Weigel

Romney on Abortion: No New Legislation!

The story started at 8 a.m. or so, when the Des Moines Register released a summary of its edit board interview with Mitt Romney. Spot the problem.

“There’s no legislation with regards to abortion that I’m familiar with that would become part of my agenda,” he told the editorial board.

An affront to the pro-life movement? Not really, although the Obama campaign’s had fun portraying it that way. Pro-lifers are playing a long game, one that does not ask for that much new legislation. They want the return of the “Mexico City policy,” which bars foreign aid money from going to organizations that fund abortions. Romney, in this interview, says he’ll bring back that policy. They want Supreme Court justices who’ll overturn Roe, because, in the states, they’ve successfully passed dozens of abortion restrictions that will tee off if Roe goes. Romney has said he’ll appoint those justices.

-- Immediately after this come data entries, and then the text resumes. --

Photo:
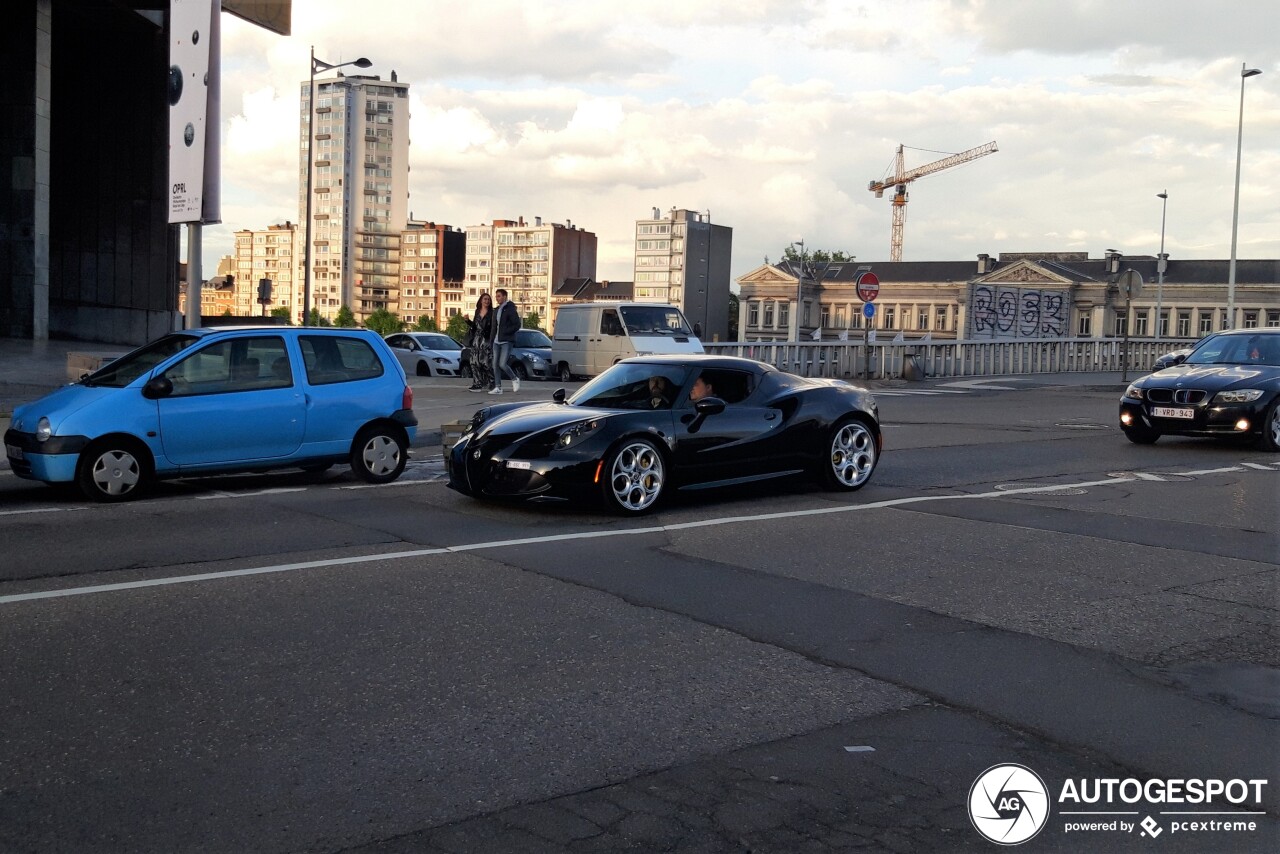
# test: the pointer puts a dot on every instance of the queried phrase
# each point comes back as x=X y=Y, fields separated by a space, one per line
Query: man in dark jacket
x=506 y=324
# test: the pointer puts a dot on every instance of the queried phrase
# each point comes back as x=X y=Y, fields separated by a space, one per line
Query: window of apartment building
x=1184 y=324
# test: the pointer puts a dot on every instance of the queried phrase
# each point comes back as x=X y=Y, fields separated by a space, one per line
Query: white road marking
x=579 y=535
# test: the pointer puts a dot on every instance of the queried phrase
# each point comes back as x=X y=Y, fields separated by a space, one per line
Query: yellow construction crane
x=901 y=177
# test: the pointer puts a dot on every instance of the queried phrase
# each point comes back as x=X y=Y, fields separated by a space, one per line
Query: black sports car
x=659 y=423
x=1228 y=387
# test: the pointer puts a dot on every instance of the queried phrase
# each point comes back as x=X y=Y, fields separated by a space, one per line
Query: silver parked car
x=426 y=354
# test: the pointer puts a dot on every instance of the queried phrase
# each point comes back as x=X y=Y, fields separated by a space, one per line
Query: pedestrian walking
x=480 y=339
x=506 y=324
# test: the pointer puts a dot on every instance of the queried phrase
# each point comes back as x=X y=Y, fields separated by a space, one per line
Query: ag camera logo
x=1009 y=804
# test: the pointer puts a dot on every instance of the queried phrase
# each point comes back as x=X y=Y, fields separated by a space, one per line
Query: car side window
x=334 y=359
x=233 y=365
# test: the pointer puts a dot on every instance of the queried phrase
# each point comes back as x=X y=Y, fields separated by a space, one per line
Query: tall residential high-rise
x=682 y=259
x=266 y=254
x=529 y=260
x=360 y=192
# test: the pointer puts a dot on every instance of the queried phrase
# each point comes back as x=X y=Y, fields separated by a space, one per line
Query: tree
x=817 y=256
x=384 y=322
x=457 y=328
x=344 y=318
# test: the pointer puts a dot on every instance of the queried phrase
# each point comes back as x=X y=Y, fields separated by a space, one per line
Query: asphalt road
x=304 y=663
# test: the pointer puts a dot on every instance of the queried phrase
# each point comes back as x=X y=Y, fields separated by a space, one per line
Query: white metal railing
x=919 y=359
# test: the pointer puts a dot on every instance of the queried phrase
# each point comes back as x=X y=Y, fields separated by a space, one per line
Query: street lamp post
x=1246 y=72
x=316 y=65
x=799 y=287
x=1160 y=264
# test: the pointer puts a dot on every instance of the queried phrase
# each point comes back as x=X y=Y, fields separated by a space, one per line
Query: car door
x=731 y=444
x=233 y=401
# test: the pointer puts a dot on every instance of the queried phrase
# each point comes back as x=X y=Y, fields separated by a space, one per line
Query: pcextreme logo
x=1009 y=804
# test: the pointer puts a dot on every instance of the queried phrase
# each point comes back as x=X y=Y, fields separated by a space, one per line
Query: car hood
x=1211 y=377
x=536 y=418
x=59 y=405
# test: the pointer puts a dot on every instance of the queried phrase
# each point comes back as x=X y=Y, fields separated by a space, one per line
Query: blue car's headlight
x=1238 y=396
x=575 y=433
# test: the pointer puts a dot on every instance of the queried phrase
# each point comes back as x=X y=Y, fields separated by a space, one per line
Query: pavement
x=35 y=368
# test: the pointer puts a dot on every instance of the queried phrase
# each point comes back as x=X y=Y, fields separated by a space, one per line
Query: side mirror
x=156 y=388
x=709 y=406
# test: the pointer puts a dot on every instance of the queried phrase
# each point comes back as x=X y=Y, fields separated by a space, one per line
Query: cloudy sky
x=775 y=115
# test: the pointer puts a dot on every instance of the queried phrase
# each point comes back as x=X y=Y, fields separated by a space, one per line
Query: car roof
x=704 y=361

I think this is why D.C.-based pro-lifers immediately forgave Romney. According to TPM, the Romney campaign immediately worked the phones, and they got pro-lifers on message. “No new legislation” is a dodge – very little needs to be done right now, legislatively, except maintaining the Hyde Amendment and other pro-life gains. But it’s a revealing little ommission from Romney. During the primary, when Rick Santorum stubbornly won over conservative votes in the Midwest and South, Romney would list off the funds he planned to cut and include “Planned Parenthood.” During the debate, he read out the same list – except for Planned Parenthood. He’s so defensive on the issue that you don’t even notice he’s side-stepping it. And that irritates some conservatives, obviously. But to win the elections on the rest of the ballot, they need to soft-pedal this issue, too. Thus the (failed) attempt to replace Todd Akin with a Republican who would vote the same way on abortion issues, but not talk about it so damn much.